大正7年(1918年) 34歳 4月22日、次女真木子誕生。5月、関西地方を旅す、同月、第十二歌集「渓谷集」、7月、第十一歌集「さびしき樹木」散文集「海より山より」出版。
大正8年(1919年) 35歳 3月、浅間温泉に遊ぶ。9月、紀行分「比叡と熊野」を出版。11月、長野県星野温泉に遊ぶ。
大正9年(1920年) 36歳 2月、天城を越え湯ヶ島温泉に遊ぶ。

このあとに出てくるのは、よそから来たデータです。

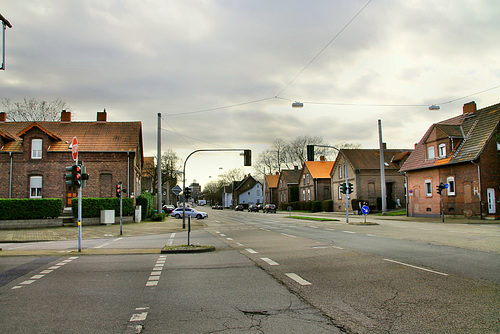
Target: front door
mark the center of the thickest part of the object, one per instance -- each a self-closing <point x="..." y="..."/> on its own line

8月、沼津市の上香貫に転居、12月「批評と添冊」出版。
大正10年(1921年) 37歳 3月、第十三歌集「くろ土」出版。4月26日、次男富士人が誕生する。7月、紀行文集「静かなる旅をゆきつつ」出版。9月から10月、長野県の白骨温泉に滞在、それから上高地に出て、さらに飛騨・高山・木曽に遊ぶ。
大正11年(1922年) 38歳 3月から4月、伊豆の湯が島温泉に旅し「山桜の歌」を多く作る。

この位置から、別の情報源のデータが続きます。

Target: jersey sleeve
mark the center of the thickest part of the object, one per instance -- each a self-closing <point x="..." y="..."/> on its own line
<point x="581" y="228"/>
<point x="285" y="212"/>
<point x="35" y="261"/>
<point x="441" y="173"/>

 「うす紅に葉はいちはやく萌えいでて咲かむとすなり山桜花」
 10月、群馬、栃木、長野の利根川上流地帯を旅す。12月、「短歌作法」出版。
大正12年(1923年) 39歳 5月、第十四歌集「山桜の歌」を出版、10月から11月、千曲川上流地帯に遊び、さらに秩父方面に行く。
大正13年(1924年) 40歳 3月、亡父13回忌法要のため長男旅人を連れて坪谷に帰る。坪谷神社に奉納の歌、孝行の歌、寅おぢやんに贈る歌を作る。4月、老母と共に沼津に帰る。5月、童話集「小さな鴬」、7月、「みなかみ紀行」出版。8月、上香貫から千本浜に転居する。

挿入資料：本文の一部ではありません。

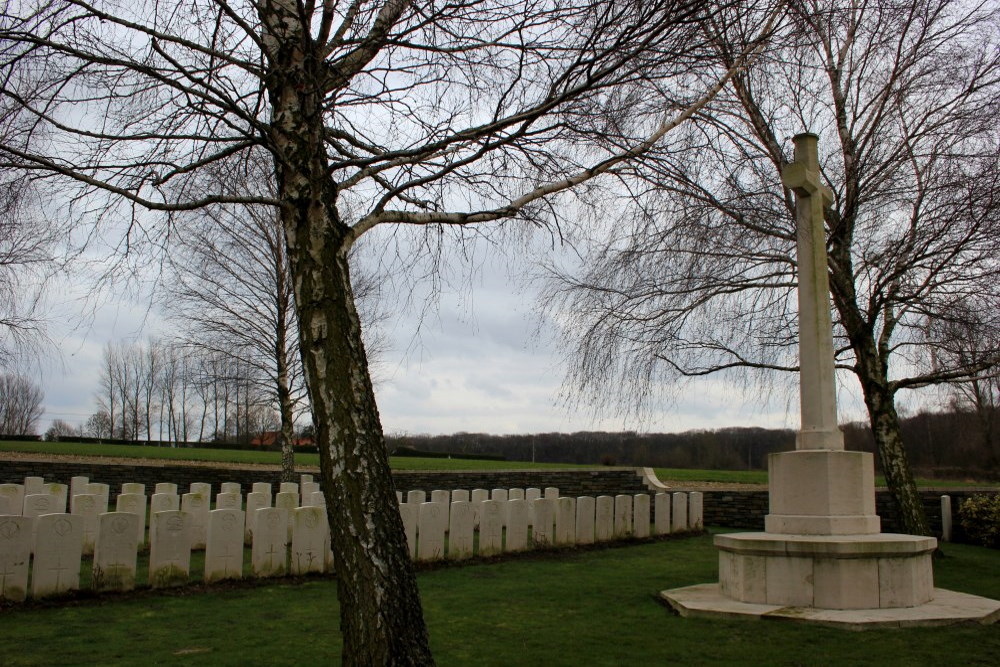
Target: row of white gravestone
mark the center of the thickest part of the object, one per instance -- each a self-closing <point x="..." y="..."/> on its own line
<point x="12" y="496"/>
<point x="36" y="497"/>
<point x="58" y="541"/>
<point x="447" y="527"/>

大正14年(1925年) 41歳 2月、随筆集「樹木とその葉」出版、10月、沼津市市道町に新居が完成し転居する。12月、揮毫頒布のため九州地方に旅す。その際、都農町の姉と母を伴って別府温泉に遊ぶ。
老母と姉二人を連れて、別府に遊ぶ。
大正15年−
昭和元年(1926年)
42歳 5月、「詩歌時代」を創刊。しかし、資金不足のため間もなく廃刊。8月、千本松原の保存に立つ、九月揮毫頒布のため夫人同伴北海に旅す(約八十日の旅)。
昭和2年(1927年) 43歳 5月、揮毫頒布のため婦人同伴で朝鮮に約七十日の旅す、7月、朝鮮からの帰り九州を旅し、途中、坪谷の老母を見舞い、父の墓参をする。
 「なつかしき城山の鐘」は、このときの作歌である。
昭和3年(1928年) 44歳 7月、第十五歌集「黒松」の原稿整理、9月初より病臥、9月17日朝永眠。法名「古松院仙誉牧水居士。19日告別式。
 牧水の遺骨は分骨され、坪谷に帰り、翌年母の死去とともに母に抱かれて坪谷石原の墓地に葬らる。